Depois do recente surto de metanol em bebidas alcoólicas, que já deixou vítimas fatais no país, o Brasil enfrenta uma nova ameaça à saúde pública: o leite contaminado.
De acordo com o Diário do Litoral, uma operação da Polícia Militar Ambiental de Marília (SP) revelou um esquema de adulteração em propriedades rurais do centro-oeste paulista. A ação, batizada de “Lac Purum”, ocorreu no início do mês de outubro e contou com apoio da Defesa Agropecuária de Campinas e do GAEMA, do Ministério Público de São Paulo.

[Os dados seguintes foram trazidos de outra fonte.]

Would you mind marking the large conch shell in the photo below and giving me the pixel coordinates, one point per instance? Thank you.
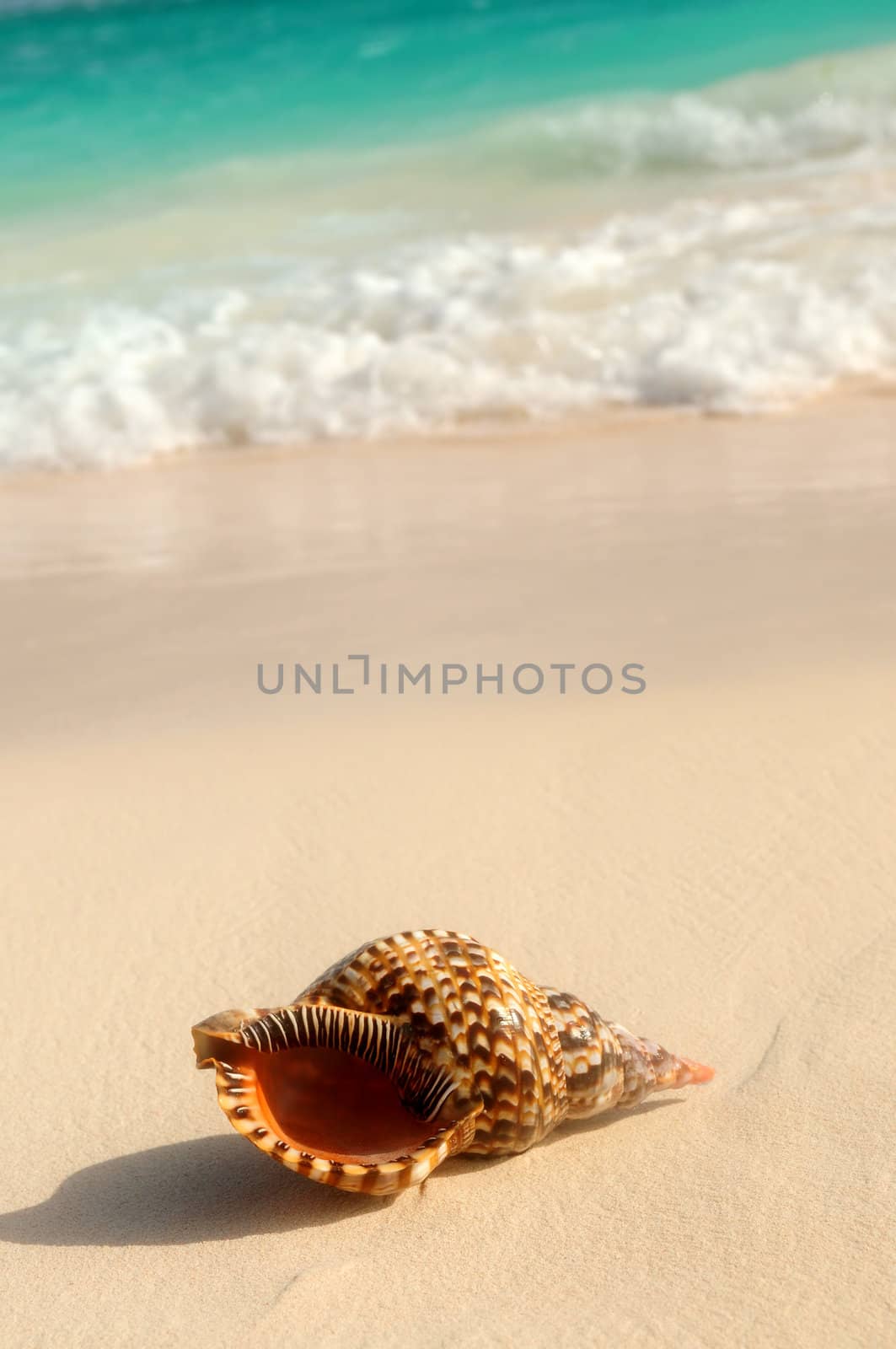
(416, 1047)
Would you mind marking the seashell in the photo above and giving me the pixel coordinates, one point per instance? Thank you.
(413, 1049)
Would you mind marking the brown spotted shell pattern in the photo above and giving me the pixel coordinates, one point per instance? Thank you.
(413, 1049)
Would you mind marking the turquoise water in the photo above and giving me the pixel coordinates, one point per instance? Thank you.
(101, 96)
(256, 222)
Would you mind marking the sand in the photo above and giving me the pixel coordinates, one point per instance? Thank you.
(709, 863)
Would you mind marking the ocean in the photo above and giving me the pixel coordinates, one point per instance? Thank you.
(266, 222)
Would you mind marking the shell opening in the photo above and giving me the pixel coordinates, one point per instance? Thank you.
(308, 1081)
(335, 1105)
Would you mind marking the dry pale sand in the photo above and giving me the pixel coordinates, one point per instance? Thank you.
(710, 863)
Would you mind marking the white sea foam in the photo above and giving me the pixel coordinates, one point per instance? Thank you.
(727, 297)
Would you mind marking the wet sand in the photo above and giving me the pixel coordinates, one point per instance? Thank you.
(709, 863)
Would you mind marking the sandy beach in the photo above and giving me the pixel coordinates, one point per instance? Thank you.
(709, 863)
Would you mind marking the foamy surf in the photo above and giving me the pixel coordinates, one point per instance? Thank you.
(765, 274)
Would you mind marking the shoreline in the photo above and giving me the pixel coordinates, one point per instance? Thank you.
(703, 548)
(709, 863)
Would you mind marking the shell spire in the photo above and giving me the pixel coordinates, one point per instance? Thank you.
(417, 1047)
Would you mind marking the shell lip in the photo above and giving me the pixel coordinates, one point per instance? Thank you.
(249, 1049)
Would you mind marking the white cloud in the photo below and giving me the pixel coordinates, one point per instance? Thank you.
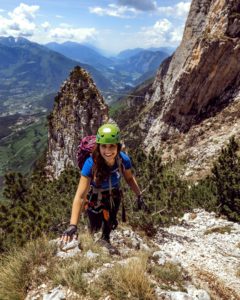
(162, 33)
(181, 9)
(114, 11)
(20, 21)
(144, 5)
(46, 26)
(62, 34)
(157, 34)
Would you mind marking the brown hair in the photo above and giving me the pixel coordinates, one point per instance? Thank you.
(101, 171)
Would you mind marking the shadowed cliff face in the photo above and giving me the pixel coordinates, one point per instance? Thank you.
(79, 110)
(202, 75)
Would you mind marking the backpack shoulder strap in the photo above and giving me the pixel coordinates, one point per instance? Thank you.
(120, 164)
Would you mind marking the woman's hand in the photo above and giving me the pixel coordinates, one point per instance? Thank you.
(141, 204)
(69, 234)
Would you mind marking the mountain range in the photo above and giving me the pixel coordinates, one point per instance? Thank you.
(29, 71)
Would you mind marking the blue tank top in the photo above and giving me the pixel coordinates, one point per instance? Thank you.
(115, 172)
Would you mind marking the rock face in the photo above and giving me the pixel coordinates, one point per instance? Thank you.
(203, 74)
(79, 110)
(193, 107)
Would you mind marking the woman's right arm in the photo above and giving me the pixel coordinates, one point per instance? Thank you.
(77, 208)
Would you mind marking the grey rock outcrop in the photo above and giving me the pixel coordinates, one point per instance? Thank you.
(79, 110)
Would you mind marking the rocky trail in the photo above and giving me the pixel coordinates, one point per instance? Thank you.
(204, 250)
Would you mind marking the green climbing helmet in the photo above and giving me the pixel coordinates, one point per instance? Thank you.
(108, 134)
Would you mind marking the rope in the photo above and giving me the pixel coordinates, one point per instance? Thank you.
(122, 94)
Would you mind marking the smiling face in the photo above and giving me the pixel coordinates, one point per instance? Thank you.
(109, 152)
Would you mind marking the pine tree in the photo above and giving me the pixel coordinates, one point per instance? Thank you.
(226, 174)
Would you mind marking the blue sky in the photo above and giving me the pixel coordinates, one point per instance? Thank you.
(109, 25)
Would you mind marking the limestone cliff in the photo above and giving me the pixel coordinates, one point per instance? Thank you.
(200, 82)
(79, 110)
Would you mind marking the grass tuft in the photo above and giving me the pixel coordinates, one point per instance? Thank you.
(26, 268)
(126, 281)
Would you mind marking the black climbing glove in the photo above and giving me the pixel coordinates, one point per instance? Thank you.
(141, 204)
(71, 231)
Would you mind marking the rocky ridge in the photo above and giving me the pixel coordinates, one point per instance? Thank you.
(204, 247)
(79, 110)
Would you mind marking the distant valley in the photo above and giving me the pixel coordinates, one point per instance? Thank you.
(31, 75)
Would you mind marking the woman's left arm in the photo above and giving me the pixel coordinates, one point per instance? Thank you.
(131, 181)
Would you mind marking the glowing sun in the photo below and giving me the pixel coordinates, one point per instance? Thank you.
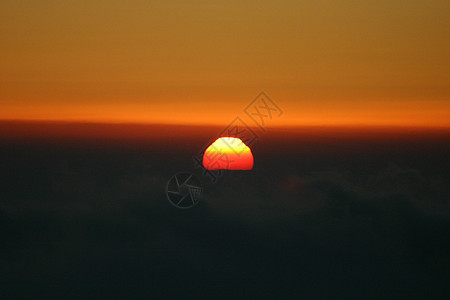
(228, 153)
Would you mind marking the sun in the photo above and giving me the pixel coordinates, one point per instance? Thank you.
(228, 153)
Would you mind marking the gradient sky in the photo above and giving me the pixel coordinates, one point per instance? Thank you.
(329, 62)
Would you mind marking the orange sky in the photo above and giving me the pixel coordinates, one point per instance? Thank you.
(201, 62)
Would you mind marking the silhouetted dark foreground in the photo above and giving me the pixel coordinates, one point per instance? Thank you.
(323, 214)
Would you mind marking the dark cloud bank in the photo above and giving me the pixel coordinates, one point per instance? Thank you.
(315, 219)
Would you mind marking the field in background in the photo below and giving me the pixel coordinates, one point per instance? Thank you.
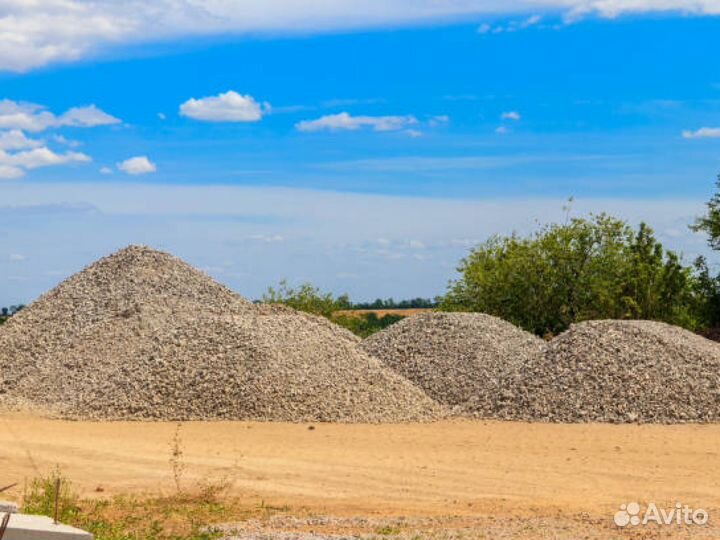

Durante o cumprimento de 10 mandados de busca e apreensão, os agentes encontraram 200 litros de leite com indícios de manipulação química, além de armas e munições de diferentes calibres. Segundo as investigações, produtores adicionavam substâncias ilegais ao leite para mascarar a baixa qualidade, o que pode torná-lo tóxico e impróprio para consumo humano.
Além dos alimentos adulterados, foram encontradas cinco armas de fogo e 113 munições. Um dos autuados recebeu multa de R$ 8,4 mil por impedir a regeneração de vegetação nativa em área de preservação permanente. Outra propriedade foi multada por irregularidades no manejo de gado.
A “Lac Purum” faz parte de um programa de combate a crimes rurais e ambientais ligados ao agronegócio. As amostras do leite recolhido estão sendo analisadas em laboratório, e os resultados devem confirmar quais substâncias foram usadas na adulteração.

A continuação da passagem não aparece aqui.